Mayor Daniel Lurie promised to run San Francisco like it actually has a bottom line. Now the bills are coming due — and some of the line items getting zeroed out are going to sting.

The city is closing three health clinics, including longtime youth centers, as part of a sweeping effort to close an approximately $400 million budget deficit. Layoffs are already underway across city departments, and insiders say more cuts are on the horizon. This is the unglamorous reality of fiscal correction: somebody's program gets defunded, and somebody's job disappears.

Let's be honest about the situation. San Francisco didn't stumble into a $400 million hole overnight. This is the cumulative result of years of ballooning budgets, duplicative nonprofit contracts, and a political culture that treated spending increases as a moral imperative regardless of outcomes. As one Bay Area resident put it bluntly: "The city has a massive deficit, of course there will be cuts."

And some of those cuts should force a harder conversation about where the money's actually been going. Consider the city's homelessness department, which commands roughly $785 million in the current fiscal year to provide shelter to fewer than 4,000 people and some services to another 4,000. As one local noted, that's an extraordinary amount of money producing modest results — and much of it flows to a web of contracted nonprofits with limited accountability. When you're spending nearly $200,000 per sheltered person per year and the crisis isn't improving, the problem isn't underfunding.

That said, closing youth health clinics isn't nothing. These are real services that real families depend on, and the optics of cutting clinics while the bureaucratic middle remains largely intact will — and should — invite scrutiny. If Lurie wants credibility as a reformer, the cuts need to be strategic, not just easy.
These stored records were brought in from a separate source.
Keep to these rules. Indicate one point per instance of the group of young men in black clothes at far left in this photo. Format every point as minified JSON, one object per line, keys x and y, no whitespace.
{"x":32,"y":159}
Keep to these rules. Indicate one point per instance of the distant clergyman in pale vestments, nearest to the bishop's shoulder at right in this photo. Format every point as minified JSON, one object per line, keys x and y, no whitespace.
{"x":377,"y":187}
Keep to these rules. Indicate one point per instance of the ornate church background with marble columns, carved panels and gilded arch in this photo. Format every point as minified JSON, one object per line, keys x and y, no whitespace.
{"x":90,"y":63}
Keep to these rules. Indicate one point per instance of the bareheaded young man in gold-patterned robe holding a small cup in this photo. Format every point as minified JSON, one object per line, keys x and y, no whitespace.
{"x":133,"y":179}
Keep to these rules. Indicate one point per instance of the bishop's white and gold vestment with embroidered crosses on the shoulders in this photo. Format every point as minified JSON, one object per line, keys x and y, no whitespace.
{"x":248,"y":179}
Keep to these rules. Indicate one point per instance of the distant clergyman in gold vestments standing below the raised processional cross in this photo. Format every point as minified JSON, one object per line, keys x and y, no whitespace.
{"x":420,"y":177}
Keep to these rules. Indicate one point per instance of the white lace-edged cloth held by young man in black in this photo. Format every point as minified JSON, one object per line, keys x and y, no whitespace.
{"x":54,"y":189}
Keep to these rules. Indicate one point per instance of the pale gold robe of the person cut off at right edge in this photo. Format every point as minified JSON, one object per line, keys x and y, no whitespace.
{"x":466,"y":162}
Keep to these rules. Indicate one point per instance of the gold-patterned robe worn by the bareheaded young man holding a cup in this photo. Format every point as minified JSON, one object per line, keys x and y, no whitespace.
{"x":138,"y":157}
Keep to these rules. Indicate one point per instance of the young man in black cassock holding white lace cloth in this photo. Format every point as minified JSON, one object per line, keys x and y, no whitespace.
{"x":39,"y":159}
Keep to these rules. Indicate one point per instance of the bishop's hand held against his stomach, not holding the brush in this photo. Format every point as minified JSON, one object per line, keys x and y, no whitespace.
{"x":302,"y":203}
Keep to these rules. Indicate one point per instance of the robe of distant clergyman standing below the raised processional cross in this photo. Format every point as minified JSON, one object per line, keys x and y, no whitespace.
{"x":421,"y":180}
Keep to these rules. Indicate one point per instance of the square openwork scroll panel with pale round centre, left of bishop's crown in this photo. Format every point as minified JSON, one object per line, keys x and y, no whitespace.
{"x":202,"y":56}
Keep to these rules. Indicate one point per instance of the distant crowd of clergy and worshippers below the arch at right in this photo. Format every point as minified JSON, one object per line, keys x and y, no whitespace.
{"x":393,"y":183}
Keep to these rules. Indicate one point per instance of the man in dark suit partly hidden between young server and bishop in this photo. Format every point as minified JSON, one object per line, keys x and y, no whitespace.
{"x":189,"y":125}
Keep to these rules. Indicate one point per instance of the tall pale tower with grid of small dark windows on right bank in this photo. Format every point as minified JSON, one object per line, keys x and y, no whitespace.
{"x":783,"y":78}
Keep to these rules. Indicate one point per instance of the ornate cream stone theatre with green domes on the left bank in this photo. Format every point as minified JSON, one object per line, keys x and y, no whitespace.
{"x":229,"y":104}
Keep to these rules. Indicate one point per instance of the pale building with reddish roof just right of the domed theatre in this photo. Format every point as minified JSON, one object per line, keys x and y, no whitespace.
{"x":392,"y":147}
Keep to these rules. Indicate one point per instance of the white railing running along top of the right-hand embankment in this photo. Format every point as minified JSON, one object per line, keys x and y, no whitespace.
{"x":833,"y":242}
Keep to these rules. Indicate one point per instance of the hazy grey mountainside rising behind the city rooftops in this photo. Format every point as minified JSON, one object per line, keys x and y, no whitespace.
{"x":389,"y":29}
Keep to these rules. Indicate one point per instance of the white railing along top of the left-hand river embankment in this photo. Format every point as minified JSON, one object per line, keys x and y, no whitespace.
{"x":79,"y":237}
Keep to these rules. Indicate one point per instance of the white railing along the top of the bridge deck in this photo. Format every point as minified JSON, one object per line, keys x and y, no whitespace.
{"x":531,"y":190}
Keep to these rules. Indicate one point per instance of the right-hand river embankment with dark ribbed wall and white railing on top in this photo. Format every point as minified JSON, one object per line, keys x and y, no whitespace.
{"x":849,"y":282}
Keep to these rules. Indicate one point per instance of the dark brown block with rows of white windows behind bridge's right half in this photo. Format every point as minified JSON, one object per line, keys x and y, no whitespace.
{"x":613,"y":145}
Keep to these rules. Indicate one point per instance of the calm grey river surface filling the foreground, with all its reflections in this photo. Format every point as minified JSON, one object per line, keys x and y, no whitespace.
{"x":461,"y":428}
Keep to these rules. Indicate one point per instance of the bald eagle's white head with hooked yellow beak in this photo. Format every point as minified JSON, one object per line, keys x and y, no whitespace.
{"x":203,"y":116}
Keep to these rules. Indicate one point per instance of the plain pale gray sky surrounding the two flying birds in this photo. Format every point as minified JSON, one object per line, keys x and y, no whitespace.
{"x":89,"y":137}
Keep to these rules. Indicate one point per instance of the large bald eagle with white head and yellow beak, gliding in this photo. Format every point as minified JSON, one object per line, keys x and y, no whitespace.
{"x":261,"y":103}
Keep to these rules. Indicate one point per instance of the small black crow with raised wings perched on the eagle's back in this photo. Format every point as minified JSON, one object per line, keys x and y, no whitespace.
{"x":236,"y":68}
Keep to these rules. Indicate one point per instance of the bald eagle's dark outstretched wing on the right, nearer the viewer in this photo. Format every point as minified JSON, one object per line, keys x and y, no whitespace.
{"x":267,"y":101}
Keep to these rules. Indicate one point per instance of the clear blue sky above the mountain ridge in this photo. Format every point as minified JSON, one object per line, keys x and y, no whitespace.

Trim the administrative bloat. Renegotiate the contracts that deliver overhead instead of outcomes. Don't just slash the stuff that serves actual people because it's politically simpler.

The predictable chorus is already calling for higher taxes on billionaires. But San Francisco already taxes and spends at levels most American cities would find surreal. The issue was never revenue — it was discipline. Lurie's budget ax is overdue. The question is whether he swings it with precision or just flails.